The kid who guards Fonseca’s tomb
Cradles a beat-up submachine gun —
At age fifteen he’s a veteran of four years of war
Proud to pay his dues
He knows who turns the screws
Baby face and old man’s eyes

Bruce Cockburn – “Nicaragua” – From the 1984 album “Stealing Fire”

Remember “Kony 2012”? This short documentary was made with the intent of trying to marshal the world’s resources to bring Joseph Kony to justice by 2012. To refresh your memory, Joseph Kony was the leader of the Lord’s Resistance Army (LRA). Over the past twenty years the Lord’s Resistance Army (what an obscene name) has abducted 66,000 children to be used as either soldiers or sex slaves in the Congo, Southern Sudan, and Uganda. Kony is still at large.

The kidnapping of nearly 300 girls in Nigeria in April seems to have finally regained the attention of the world when it comes to the plight of children in war torn areas. At the moment of writing, the girls had been found, but not rescued, as it was feared that the rescue would lead to their deaths. Regardless of what happens to these girls, my concern is that once this story reaches its conclusion, their story will soon be forgotten, as the world moves along to the next big headline.

What I wanted to stress today is that this story is not ending: There are hundreds of thousands of children in similar situations.

Our connection with the story began in 1977. My mother was on a commercial flight from Botswana to Zambia, intending to visit her parents for one last time before we returned to Canada. After she was seated, 30 frightened children were herded onto the plane at gunpoint. They were being taken up to Zambia to train as child soldiers to be used in the civil war in Rhodesia. We were told that it was a scenario that was being played out over and over again.

What effect does war have on children? In 1989 a random survey was done of 504 children in Mozambique who were between the ages of 6 and 15.

. 77% had witnessed murder, often in large numbers,
. 88% had witnessed physical abuse or torture,
. 51% had been physically abused or tortured,
. 63% had witnessed rape or sexual abuse,
. 64% had been abducted from their families,
. 75% of the abducted children were forced to serve as porters or human cargo
carriers,
. 28% of the abducted children (all boys) were trained for combat.

Mozambique child soldier life outcome study: Lessons learned in rehabilitation and reintegration efforts
N. BOOTHBY, J. CRAWFORD, & J. HALPERIN
Mailman School of Public Health, Columbia University, USA

According to Human Rights Watch (a report from 2007):

In over twenty countries around the world, children are direct participants in war. Denied a childhood and often subjected to horrific violence, an estimated 200,000 to 300,000 children are serving as soldiers for both rebel groups and government forces in current armed conflicts.

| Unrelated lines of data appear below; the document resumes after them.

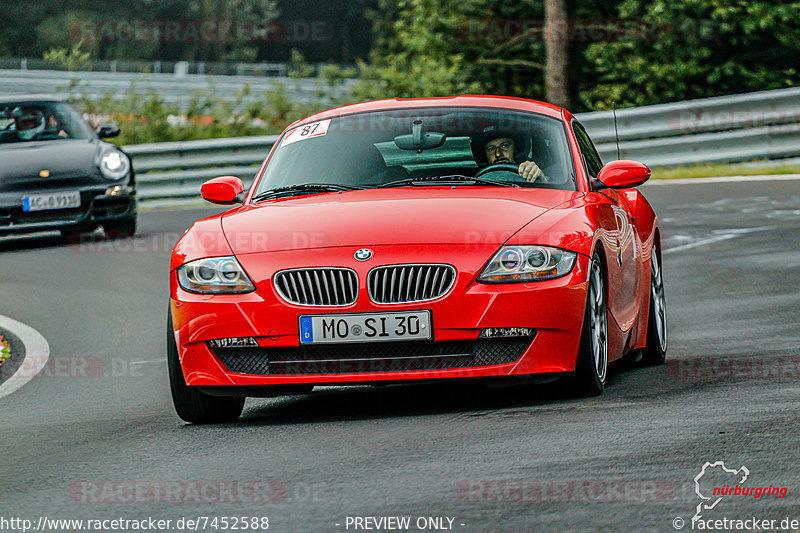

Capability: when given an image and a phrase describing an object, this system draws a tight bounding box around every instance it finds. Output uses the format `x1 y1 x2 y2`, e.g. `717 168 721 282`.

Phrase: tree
582 0 800 109
544 0 572 107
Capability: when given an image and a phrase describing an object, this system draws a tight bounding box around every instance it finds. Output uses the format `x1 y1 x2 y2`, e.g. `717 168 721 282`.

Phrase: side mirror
97 126 119 139
200 176 244 205
597 160 650 189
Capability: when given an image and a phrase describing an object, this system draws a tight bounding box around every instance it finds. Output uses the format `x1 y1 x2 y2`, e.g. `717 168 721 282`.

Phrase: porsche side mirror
97 126 119 139
597 159 650 189
200 176 244 205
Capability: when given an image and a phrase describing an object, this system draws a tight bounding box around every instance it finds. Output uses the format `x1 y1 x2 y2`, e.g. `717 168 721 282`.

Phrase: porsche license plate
300 310 433 344
22 191 81 211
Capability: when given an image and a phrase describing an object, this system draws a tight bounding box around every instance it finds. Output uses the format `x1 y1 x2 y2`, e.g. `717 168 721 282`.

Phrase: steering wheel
475 163 519 178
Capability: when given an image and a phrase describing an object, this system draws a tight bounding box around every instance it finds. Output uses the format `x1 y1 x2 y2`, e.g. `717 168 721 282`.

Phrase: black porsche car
0 96 136 238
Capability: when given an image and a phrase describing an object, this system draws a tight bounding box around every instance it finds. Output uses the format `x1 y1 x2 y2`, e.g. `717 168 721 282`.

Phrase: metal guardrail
125 88 800 206
123 135 278 207
0 69 356 110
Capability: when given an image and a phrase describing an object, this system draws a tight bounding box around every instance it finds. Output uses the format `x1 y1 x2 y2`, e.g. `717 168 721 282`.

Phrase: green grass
652 164 800 179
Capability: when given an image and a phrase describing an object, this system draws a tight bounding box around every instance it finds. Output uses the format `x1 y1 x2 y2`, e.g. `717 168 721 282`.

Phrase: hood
222 187 579 255
0 139 106 192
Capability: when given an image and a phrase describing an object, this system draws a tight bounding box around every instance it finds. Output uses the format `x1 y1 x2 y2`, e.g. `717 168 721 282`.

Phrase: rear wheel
167 314 245 424
572 254 608 396
642 246 667 365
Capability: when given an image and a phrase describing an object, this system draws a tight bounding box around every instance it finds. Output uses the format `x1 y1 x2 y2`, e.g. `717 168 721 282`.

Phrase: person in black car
4 107 45 142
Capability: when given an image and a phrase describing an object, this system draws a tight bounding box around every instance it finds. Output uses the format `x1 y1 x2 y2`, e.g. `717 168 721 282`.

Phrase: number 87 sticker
281 119 331 146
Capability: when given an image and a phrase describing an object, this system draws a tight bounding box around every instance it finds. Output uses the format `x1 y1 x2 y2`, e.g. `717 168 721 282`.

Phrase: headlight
98 150 131 180
478 246 578 283
178 257 255 294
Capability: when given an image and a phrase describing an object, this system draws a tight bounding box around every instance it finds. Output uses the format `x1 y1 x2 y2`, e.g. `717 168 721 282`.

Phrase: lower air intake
212 337 533 376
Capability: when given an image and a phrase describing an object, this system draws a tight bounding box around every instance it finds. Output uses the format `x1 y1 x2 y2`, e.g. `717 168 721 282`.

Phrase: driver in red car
484 137 550 183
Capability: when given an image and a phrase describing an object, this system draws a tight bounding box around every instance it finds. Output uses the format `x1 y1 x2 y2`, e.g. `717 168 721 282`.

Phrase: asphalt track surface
0 177 800 532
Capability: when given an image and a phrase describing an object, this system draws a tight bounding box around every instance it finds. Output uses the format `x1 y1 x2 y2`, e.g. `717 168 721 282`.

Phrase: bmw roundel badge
353 248 372 261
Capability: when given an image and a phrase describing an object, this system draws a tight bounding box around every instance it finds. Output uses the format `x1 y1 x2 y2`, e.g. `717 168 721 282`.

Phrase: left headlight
98 150 131 180
178 257 255 294
478 246 578 283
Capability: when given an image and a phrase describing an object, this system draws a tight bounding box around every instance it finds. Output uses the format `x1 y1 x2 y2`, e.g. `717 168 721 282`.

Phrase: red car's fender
169 215 233 271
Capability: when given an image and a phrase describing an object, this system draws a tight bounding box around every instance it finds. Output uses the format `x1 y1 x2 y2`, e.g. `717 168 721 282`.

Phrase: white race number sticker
281 119 331 146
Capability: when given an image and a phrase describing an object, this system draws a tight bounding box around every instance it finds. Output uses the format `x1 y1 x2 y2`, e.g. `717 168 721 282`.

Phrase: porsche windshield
255 107 577 195
0 101 92 143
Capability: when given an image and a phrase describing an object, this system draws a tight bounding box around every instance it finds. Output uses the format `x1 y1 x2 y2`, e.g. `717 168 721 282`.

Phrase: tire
572 254 608 397
103 215 136 239
642 246 667 366
167 314 245 424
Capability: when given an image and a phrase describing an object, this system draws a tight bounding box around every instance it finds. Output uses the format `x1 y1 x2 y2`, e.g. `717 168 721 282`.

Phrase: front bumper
0 187 136 235
170 245 589 386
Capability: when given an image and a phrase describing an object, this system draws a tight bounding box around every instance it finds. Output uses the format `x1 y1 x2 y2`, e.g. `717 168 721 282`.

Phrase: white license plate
300 310 433 344
22 191 81 211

The following amendment was made to the Geneva convention in 1977.

The Parties to the conflict shall take all feasible measures in order that children who have not attained the age of fifteen years do not take a direct part in hostilities and, in particular, they shall refrain from recruiting them into their armed forces. In recruiting among those persons who have attained the age of fifteen years but who have not attained the age of eighteen years, the Parties to the conflict shall endeavour to give priority to those who are oldest.

In spite of this, the situation has not improved.

Three hundred girls being abducted is horribly tragic, and this story is only the tip of the proverbial iceberg.

This is a story that we can’t let fade from our consciousness like it did between 2012 and 2014. We can’t just move on to the next headline. There are too many children out there who should not be in the situation that they are in right now. I don’t have any quick or easy suggestions about how we keep this story at the forefront of people’s minds, but I do welcome any thoughts or suggestions that you might have to offer.